Nous étions entrain de discuter sur l’organisation de ce tournoi, moi je suis aux Usa où les événements sont très bien organisées. Pour l’instant tout a été positif, pour montrer que lors de la préparation de ce tournoi, les hôtels, les installations… après mon premier tournoi, ce n’est pas mon premier, mais c’est le premier en Afrique, comme je l’ai bien mentionné nous connaissons la taille du défi auquel nous faisons face, et je pense que nous sommes bien préparées

ATS-Journaliste – sur l’évolution du football et l’augmentation du prize money?

capitaine : Mes coéquipières et moi  l’avions vu hier, on était tellement impressionnées, nous avons attendu quelque chose comme ça. Le foot évolue chaque jour et en Afrique on le montre. C’est quelque chose qui motive les joueuses. Elles sont là pour mouiller le maillot pour vraiment donner un bon spectacle, et là nous voyons les investissements et nous nous sommes là pour rendre la compétition belle.

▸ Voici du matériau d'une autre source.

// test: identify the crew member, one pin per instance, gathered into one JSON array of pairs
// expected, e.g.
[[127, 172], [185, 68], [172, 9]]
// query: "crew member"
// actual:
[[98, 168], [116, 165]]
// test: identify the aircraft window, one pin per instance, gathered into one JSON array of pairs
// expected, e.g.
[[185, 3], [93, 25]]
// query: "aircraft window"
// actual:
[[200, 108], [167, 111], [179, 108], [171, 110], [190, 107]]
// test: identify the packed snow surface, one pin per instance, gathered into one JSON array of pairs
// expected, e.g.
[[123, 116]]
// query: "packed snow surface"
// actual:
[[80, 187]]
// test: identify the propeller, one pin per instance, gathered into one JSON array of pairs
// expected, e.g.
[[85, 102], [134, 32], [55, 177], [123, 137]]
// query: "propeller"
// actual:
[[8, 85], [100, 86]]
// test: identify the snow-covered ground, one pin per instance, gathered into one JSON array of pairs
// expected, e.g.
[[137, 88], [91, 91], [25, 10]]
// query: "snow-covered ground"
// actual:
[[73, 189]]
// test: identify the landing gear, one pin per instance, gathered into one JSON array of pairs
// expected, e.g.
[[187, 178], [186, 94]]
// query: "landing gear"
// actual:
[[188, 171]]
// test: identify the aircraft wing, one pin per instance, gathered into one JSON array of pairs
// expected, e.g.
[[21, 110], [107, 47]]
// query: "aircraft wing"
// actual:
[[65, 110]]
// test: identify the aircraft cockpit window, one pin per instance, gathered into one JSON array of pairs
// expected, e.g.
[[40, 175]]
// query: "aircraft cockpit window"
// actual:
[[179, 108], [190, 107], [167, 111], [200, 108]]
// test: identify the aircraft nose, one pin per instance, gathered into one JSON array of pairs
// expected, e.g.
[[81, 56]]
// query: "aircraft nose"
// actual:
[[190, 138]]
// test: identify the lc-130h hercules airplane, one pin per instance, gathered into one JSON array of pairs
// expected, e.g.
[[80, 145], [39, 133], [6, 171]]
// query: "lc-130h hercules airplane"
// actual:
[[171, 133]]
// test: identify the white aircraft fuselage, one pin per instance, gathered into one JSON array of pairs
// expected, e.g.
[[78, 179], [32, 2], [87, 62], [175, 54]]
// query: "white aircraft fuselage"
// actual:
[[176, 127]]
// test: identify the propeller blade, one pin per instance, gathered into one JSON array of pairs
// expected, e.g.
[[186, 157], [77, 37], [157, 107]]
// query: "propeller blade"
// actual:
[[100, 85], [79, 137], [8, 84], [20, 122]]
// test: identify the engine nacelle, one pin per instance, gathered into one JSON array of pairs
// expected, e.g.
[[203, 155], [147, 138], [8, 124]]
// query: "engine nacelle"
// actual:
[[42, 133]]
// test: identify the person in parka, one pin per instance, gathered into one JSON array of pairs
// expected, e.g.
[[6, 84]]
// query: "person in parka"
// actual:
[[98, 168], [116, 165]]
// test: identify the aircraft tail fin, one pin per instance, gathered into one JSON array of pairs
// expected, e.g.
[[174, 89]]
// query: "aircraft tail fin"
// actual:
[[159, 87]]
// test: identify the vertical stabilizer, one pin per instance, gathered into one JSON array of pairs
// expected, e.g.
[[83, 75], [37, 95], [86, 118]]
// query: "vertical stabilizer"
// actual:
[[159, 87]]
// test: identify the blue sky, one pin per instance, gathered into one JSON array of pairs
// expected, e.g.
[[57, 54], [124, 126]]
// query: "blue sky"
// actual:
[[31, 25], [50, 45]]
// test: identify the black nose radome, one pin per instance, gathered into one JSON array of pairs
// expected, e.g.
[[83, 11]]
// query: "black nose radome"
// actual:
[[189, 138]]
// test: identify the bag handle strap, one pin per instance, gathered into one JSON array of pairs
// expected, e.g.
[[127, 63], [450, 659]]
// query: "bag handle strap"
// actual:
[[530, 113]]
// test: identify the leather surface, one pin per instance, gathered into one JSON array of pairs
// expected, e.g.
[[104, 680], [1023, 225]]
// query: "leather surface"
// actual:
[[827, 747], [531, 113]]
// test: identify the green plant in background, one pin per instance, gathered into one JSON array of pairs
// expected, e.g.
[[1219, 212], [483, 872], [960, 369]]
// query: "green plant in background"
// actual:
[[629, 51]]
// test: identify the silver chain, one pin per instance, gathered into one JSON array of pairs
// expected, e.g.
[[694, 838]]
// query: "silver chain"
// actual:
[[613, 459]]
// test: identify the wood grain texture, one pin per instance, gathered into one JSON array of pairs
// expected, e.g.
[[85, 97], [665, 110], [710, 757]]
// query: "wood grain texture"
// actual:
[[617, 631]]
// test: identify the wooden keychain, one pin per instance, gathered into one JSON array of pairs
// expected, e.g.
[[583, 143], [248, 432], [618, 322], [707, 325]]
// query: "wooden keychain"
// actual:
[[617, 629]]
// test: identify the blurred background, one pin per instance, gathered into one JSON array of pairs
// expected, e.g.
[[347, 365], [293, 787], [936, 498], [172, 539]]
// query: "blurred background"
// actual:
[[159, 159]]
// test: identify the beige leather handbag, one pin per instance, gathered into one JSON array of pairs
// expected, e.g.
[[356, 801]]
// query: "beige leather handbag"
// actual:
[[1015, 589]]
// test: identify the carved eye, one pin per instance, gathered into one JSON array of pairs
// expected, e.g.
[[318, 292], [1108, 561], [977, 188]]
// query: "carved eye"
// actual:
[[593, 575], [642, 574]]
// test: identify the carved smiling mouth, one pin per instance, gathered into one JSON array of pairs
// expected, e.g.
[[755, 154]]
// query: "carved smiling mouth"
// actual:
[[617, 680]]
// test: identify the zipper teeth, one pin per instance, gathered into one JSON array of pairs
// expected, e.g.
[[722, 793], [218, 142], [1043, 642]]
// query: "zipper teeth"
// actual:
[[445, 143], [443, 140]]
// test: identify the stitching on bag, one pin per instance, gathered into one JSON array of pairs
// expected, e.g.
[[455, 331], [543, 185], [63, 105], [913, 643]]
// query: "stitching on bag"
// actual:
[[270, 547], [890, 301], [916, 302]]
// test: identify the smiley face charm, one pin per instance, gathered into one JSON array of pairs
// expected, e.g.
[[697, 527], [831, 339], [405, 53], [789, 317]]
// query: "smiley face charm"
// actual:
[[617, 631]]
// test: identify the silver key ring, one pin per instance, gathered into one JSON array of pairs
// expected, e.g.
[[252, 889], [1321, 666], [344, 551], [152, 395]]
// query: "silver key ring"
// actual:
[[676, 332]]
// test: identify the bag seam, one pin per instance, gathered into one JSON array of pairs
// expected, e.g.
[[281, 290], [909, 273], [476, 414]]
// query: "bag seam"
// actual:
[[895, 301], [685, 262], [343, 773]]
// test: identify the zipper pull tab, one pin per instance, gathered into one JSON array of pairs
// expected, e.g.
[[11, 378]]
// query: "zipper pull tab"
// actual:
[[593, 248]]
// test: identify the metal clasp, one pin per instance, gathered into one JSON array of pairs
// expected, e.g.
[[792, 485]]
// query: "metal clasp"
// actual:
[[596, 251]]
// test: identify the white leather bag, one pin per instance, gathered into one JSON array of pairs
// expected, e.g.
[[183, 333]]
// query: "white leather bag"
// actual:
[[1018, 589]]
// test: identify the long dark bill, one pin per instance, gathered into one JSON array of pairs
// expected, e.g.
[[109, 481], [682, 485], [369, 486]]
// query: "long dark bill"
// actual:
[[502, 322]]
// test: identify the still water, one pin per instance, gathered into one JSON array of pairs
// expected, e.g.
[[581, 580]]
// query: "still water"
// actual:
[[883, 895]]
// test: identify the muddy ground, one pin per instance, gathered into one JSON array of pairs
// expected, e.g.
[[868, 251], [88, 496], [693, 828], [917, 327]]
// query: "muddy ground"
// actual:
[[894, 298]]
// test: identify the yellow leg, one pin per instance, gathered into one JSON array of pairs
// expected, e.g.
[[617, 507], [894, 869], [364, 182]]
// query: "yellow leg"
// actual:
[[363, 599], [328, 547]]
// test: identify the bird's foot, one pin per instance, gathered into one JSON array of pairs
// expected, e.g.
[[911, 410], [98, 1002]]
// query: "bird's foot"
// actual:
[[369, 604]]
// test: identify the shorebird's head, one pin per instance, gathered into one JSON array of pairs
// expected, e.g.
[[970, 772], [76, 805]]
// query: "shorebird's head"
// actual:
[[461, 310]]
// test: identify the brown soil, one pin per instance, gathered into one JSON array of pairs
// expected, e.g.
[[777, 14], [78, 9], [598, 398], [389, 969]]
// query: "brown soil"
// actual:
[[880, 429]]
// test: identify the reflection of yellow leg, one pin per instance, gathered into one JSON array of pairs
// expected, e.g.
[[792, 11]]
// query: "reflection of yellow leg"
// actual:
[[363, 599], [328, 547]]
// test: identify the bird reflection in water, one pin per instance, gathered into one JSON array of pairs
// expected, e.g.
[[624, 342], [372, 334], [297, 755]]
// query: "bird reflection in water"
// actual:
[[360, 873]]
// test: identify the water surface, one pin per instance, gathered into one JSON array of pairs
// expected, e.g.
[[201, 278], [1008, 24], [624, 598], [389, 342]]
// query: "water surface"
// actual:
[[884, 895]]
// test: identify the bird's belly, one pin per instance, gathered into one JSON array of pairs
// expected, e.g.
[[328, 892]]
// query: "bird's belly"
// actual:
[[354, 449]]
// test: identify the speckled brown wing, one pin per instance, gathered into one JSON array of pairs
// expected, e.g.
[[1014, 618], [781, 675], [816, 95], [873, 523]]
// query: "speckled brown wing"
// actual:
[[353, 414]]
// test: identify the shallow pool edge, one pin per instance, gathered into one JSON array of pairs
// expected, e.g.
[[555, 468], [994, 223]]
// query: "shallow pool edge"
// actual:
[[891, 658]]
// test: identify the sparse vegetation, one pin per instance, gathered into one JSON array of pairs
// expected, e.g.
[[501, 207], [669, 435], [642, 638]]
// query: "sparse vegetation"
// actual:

ATS- Journaliste – Desire oparanozie, et le problème de voyage depuis la Chine ?

Bonne question, nous avons une bonne joueuse avec Desire, elle joue en chine et nous connaissons tous avec la pandémie, les choses ne sont pas toujours faciles pour les faire sortir de la Chine, mais nous avons aussi un groupe avec de nouvelles attaquantes, nous avons battu le Ghana et la Côte d’ivoire pour se qualifier. L’équipe s’est bien préparée, donc je crois que c’est une bonne joueuse qui va nous manquer mais l’équipe est bonne cependant.

ATS- Journaliste – sur le match contre l’Afrique du sud?

Tout d’abord, nous avons joué contre l’Afrique du sud en septembre et je l’ai toujours dit, l’équipe est tout à fait différente de celle que nous avons emmené ici au Maroc, donc nous avons aussi évolué depuis la dernière année. Les joueuses n’ont pas vraiment discuté sur ces rencontres, les tournois en Afrique sont tellement compétitives, nous avons beaucoup de respect pour l’Afrique du sud.  L’histoire reste dans l’histoire c’est le passé, nous sommes concernées par le présent, on sait qu’il y a beaucoup d’histoires entre les deux équipes. Elles veulent gagner leur premier tournoi, mais nous ne regardons jamais en arrière, on se concentre sur le moment, l’esprit de compétition est bonne.

ATS- Journaliste – avez vous peur de cette équipe d’Afrique du sud?

Pour ma part et mes coéquipières, nous savons que ça ne sera pas facile, mais nous discutions entre nous, comme ce qui s’est passé en 2018. Nous avons joué le premier match que nous avons perdu, mais ça nous a donné plus de force pour nous rendre compte qu’il n’y avait pas de petites équipes, et maintenant on va encore jouer le premier match contre elles. C’est comme une finale, et j’aime le fait qu’on va jouer contre l’Afrique du sud, ça va renforcer l’équipe. Nous aurons encore deux matches pour nous qualifier, ca va aider l’équipe.